Vegas Golden Knights goaltender Robin Lehner claims he would have been thrown out of the NHL after being open about his drug problems and mental illness had he not been white. In other words, Lehner feels his "white privilege" is what has enabled him to become the goaltender he has become over the past two seasons.
Lehner made these comments to Swedish-language publication Aftonbladet following the NHL's two-day protest in the wake of Jacob Blake's shooting in Kenosha, WI. Lehner, of course, established himself as one of the top goaltenders in the NHL once he went public with his history of substance abuse, alcoholism and mental health. Prior to that, he struggled during stints with the Ottawa Senators and Buffalo Sabres. It's Lehner's contention that he would have never been afforded the opportunities he was given with the New York Islanders, Chicago Blackhawks and Golden Knights if he weren't white.

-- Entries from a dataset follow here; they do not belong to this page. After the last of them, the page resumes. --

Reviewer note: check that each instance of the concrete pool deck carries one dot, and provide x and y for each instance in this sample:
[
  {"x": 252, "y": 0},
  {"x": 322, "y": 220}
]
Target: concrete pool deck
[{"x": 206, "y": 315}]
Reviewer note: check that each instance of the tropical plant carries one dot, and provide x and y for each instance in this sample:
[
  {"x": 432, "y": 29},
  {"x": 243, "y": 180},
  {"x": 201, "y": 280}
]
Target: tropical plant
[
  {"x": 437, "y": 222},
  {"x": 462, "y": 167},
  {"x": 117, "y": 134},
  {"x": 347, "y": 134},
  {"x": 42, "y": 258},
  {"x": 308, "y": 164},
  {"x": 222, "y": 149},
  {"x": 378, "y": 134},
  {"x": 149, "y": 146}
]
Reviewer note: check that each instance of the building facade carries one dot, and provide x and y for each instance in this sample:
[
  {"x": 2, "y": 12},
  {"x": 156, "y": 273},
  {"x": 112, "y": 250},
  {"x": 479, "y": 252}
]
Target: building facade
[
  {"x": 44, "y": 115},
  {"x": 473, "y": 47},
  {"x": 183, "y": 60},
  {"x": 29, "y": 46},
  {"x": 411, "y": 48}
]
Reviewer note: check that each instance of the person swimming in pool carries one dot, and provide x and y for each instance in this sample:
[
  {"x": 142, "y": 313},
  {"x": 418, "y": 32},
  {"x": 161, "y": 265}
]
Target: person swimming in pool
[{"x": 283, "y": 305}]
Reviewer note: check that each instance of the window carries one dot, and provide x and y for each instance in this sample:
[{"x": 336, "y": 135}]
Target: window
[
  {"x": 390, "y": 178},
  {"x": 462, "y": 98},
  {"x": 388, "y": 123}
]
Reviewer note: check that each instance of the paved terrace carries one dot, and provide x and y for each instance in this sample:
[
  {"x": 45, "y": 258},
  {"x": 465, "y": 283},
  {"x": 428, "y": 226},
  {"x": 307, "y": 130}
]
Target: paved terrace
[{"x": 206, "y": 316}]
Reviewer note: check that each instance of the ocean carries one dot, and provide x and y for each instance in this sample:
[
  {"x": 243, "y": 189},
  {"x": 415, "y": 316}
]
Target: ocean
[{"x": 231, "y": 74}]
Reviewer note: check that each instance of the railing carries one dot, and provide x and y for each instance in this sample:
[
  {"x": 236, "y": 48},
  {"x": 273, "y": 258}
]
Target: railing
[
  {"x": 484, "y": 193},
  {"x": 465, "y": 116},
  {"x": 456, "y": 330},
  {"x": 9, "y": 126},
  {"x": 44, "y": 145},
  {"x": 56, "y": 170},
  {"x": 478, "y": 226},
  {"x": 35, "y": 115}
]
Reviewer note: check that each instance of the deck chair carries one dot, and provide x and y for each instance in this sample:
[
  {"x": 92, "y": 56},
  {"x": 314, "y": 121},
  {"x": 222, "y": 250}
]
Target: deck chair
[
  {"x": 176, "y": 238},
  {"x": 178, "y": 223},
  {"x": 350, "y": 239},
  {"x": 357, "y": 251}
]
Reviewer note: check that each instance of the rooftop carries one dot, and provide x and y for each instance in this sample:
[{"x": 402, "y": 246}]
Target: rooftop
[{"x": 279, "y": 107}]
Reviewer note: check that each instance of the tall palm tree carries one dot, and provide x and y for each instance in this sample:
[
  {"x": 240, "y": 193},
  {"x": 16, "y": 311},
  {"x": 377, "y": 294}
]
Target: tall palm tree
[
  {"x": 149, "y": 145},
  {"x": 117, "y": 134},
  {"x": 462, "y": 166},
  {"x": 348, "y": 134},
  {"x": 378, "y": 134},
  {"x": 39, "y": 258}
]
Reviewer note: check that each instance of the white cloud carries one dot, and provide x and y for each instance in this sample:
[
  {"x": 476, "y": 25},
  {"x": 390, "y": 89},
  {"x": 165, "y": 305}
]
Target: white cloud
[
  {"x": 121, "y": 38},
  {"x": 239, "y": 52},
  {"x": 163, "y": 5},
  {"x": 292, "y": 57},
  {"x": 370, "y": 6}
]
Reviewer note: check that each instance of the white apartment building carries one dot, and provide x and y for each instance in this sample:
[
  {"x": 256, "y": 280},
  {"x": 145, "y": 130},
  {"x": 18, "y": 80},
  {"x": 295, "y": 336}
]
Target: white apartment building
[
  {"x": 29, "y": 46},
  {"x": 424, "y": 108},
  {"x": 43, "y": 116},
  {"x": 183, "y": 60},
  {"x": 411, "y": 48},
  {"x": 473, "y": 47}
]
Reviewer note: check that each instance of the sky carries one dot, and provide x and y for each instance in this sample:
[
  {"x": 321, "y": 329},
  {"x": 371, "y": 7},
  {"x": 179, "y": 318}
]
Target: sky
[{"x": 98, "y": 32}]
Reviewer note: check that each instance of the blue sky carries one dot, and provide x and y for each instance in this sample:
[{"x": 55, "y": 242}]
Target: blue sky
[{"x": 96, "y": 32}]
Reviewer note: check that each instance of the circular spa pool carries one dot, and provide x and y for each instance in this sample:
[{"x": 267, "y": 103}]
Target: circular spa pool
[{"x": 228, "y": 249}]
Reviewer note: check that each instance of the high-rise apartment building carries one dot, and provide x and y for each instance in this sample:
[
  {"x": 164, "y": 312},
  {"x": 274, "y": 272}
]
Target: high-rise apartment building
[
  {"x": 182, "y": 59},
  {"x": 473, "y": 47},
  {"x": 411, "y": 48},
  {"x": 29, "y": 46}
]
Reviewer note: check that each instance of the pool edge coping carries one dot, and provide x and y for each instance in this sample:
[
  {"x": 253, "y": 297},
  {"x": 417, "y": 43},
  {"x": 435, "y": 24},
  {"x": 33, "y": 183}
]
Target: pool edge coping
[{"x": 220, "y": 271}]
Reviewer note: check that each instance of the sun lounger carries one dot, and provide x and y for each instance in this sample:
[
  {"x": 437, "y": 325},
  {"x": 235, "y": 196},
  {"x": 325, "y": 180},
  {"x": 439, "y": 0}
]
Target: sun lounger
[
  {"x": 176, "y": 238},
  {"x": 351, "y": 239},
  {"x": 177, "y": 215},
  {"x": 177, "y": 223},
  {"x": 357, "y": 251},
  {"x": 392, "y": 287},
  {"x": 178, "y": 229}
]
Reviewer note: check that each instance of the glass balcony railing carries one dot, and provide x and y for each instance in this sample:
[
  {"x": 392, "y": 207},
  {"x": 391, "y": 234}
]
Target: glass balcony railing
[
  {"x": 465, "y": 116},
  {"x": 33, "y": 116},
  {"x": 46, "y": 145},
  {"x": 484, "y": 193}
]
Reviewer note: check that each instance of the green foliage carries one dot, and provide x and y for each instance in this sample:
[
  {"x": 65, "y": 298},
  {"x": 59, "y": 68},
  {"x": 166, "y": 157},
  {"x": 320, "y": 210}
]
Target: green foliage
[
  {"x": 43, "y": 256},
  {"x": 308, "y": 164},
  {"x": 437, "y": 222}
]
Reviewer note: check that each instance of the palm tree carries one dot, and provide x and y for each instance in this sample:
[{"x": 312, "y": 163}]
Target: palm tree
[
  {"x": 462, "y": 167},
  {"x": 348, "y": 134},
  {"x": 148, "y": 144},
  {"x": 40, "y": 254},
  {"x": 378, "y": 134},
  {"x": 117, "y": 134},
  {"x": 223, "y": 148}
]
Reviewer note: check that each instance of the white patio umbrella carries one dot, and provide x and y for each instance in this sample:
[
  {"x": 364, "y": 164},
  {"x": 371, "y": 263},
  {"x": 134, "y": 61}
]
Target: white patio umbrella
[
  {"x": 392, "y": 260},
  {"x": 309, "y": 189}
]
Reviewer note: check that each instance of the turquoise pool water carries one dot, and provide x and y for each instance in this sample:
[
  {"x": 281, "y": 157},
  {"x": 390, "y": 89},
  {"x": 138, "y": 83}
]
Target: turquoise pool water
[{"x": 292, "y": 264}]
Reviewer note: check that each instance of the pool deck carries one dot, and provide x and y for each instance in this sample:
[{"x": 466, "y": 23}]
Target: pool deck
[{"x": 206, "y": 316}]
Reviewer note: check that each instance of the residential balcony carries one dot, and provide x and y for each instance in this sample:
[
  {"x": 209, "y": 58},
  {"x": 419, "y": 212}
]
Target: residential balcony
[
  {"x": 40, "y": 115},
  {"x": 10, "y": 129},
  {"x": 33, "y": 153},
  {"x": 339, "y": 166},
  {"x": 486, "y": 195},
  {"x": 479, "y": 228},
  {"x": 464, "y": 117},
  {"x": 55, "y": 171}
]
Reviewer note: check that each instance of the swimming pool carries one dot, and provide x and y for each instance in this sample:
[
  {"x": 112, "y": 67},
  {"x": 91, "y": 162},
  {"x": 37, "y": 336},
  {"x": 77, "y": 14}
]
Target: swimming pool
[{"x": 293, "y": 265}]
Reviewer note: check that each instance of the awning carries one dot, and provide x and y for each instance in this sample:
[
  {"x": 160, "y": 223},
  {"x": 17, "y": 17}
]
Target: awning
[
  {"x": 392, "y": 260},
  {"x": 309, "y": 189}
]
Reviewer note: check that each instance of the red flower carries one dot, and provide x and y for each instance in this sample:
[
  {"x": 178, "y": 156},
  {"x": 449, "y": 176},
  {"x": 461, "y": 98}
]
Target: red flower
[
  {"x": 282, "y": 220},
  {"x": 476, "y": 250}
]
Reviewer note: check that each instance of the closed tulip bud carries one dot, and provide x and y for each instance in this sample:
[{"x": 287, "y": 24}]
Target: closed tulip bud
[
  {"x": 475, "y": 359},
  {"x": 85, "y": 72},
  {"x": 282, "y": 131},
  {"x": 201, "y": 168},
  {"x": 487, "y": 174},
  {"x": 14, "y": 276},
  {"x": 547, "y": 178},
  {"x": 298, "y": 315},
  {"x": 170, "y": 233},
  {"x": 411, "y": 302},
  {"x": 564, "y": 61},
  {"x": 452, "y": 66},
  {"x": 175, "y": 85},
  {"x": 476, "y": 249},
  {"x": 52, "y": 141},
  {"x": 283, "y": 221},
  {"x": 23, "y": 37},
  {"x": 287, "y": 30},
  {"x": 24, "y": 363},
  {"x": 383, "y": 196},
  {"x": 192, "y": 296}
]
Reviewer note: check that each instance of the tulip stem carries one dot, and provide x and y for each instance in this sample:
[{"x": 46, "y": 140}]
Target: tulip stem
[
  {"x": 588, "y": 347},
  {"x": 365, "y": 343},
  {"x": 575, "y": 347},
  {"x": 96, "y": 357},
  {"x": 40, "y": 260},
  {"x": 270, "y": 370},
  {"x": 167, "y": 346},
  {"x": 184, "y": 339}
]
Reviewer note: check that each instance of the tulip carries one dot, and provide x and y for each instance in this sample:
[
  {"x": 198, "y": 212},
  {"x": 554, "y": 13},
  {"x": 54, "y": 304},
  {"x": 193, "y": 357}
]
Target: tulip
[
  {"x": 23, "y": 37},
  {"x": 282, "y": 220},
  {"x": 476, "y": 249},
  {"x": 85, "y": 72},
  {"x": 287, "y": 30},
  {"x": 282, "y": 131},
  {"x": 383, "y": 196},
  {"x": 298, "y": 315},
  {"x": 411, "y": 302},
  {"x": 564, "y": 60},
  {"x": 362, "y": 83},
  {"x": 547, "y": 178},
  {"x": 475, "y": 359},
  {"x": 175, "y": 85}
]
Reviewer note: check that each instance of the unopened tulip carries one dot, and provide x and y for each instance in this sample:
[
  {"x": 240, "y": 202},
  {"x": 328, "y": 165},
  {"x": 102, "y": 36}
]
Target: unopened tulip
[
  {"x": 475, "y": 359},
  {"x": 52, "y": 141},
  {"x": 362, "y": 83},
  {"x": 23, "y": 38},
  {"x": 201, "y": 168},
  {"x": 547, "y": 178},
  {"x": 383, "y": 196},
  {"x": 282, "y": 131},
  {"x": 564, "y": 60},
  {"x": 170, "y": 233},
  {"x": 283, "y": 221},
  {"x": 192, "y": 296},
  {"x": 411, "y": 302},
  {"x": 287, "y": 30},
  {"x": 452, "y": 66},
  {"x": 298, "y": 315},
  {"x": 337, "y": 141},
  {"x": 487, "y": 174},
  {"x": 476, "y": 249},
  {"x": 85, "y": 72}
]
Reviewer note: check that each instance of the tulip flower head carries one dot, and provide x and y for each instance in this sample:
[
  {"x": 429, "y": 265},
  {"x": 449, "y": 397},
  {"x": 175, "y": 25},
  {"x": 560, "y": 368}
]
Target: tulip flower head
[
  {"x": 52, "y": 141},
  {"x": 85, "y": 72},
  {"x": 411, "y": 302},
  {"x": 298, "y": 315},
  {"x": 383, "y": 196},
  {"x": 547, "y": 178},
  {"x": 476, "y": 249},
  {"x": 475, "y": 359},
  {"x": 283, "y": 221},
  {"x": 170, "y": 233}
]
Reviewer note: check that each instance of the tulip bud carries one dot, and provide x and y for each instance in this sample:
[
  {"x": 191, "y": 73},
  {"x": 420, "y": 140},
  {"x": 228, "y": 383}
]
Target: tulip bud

From Lehner, translated to English:
After everything I went through and said and done, I am convinced that I have been thrown out of the league by now. I had not been here now. I'm absolutely sure. You have to look in the mirror and realize that you have a white privilege. That's the case with racism. It is everywhere. But it is 2020 now and it should not be anywhere.
The NHL is a very white league and it is important that we white players take responsibility and push for change. Our league should be open to everyone.
Lehner has been very outspoken in his support of the Black Lives Matter movement, going so far as to denounce his one-time support for U.S. President Donald Trump. Of course, Lehner was also one of the individuals who "took a knee" in silent protest during the singing of the American National Anthem prior to the NHL's two-day protest. He was joined by fellow Golden Knight Ryan Reaves and by Dallas Stars forwards Tyler Seguin and Jason Dickinson.
It's worth noting that the 29 year old Lehner is once again a free agent this offseason and, whether due to his white privilege or not, is likely to get another opportunity in the NHL again. Whatever the reasons are for Lehner turning the corner in his career, you have to give the guy credit for standing up for what be believes in.